Melly · 31/12/2006 13:51

Was wondering if anyone has done this. I'm toying with the idea of buying a holiday home to let out, have seen something for sale on rightmove website. I'm trying to work out whether it would be a good investment. Anyone doing this, if so what are the advantages/pitfalls? Any ideas or advice would be very welcome. Thanks.

OP posts:
misdee · 31/12/2006 13:52

it could work if its a well sought after holiday area.

where is it you are looking at?

Carmenere · 31/12/2006 13:53

I know a bit about this subject(work-wise), what area are you thinking of?

chenin · 31/12/2006 14:05

We have a holiday home in Spain but it is not as simple as it sounds.

To be fair, we didn't buy it as an investment or income but as a holiday home for us, family and friends to use, as and when.

Its been a dream of ours for the last 20 years and we have waited a long time for this.

I think the key to it all is 'location, location, location' just like in England! If you plan to buy an apartment alongside hundreds of other apartments, all being rented out, you will find it hard to realise a good rental income from it. the rental season is very short anyway (school holidays and the summer season). Of course, it depends on where you plan to buy.....

The taxes do add up... far more than you first think. For instance in Spain, you have to pay tax on rental income even if you don't rent it out! Admittedly its only a nominal amount!

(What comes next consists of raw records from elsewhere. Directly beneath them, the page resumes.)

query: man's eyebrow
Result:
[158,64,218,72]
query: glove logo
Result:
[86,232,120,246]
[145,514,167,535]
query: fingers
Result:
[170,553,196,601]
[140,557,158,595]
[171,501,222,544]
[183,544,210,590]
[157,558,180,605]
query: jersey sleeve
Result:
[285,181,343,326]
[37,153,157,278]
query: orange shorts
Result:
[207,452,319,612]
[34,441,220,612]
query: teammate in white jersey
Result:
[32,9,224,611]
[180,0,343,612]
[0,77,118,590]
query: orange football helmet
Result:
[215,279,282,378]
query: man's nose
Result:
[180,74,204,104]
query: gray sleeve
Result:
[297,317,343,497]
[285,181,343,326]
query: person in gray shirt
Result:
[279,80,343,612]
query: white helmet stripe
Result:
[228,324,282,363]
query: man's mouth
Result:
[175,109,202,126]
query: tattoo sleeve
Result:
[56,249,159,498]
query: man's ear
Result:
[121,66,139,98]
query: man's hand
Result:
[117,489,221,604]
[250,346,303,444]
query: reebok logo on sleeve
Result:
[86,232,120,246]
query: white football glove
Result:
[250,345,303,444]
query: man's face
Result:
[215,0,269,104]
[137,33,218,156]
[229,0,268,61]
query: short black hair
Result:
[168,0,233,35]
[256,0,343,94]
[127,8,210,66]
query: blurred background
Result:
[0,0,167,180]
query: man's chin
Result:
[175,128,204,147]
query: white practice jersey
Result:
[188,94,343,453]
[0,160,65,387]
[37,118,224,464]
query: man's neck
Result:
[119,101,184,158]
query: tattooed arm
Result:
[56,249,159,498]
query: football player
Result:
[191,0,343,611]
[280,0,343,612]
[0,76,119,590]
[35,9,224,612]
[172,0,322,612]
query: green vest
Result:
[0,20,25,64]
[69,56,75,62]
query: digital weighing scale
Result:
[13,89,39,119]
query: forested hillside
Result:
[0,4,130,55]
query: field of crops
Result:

However, the apartment next door to us has just sold for 100,000 euros more than we paid for ours 18 months ago so we did make the right choice about the location.

Good luck with it!

LIZS · 31/12/2006 14:26

If you plan to rent it out you need to have someone handling the maintenance/cleaning locally who you can trust or even just to keep an eye on thinsg whiel you are n't using it. Some countries place an annual tax liability on the value of the property as well as any income it generates.

Agree about location being important. Some currently fashionable areas are getting saturated with investment buyers and new builds for holiday lets, like Bulgarian ski resorts, and resale may become harder - locals can't afford them and the way the climate is changing the ski season will get shorter so rental demand will decrease, therefore noone will want to risk buy-to-let in the longer term. Also people are buying atm near smaller airports to where low cost airlines fly from UK but these routes are not guaranteed more than 6 months ahead so make sure you would still have reasonable access to a main airport or port too.

charliecat · 31/12/2006 14:28

My mums friend brought an apartment lest year in a gated complex. The whole place was done over just before Xmas, they took everything from nearly all the places, clothes, furniture the lot.

Melly · 31/12/2006 14:36

the place I have asked for the details of is in cornwall, near calstock/Tavistock. It is on an established holiday park. I live in Plymouth so it's about 15 miles away.

OP posts:
bogie · 02/01/2007 17:25

my mum bought an apartment in bulgaria her friend owns 3 complexes there they are really nice i will send you the flyer through email if you like she is really happy with it and has already took loads of bookings for the summer

Skribble · 02/01/2007 21:06

I think the fact that it is on an established holiday park will make a big difference for renting it out.

I suppose it is all about the sums, potential rent, length of season, upkeep, site fees/ maintenance charges.

I am still at the looking stage so cn't offer much help.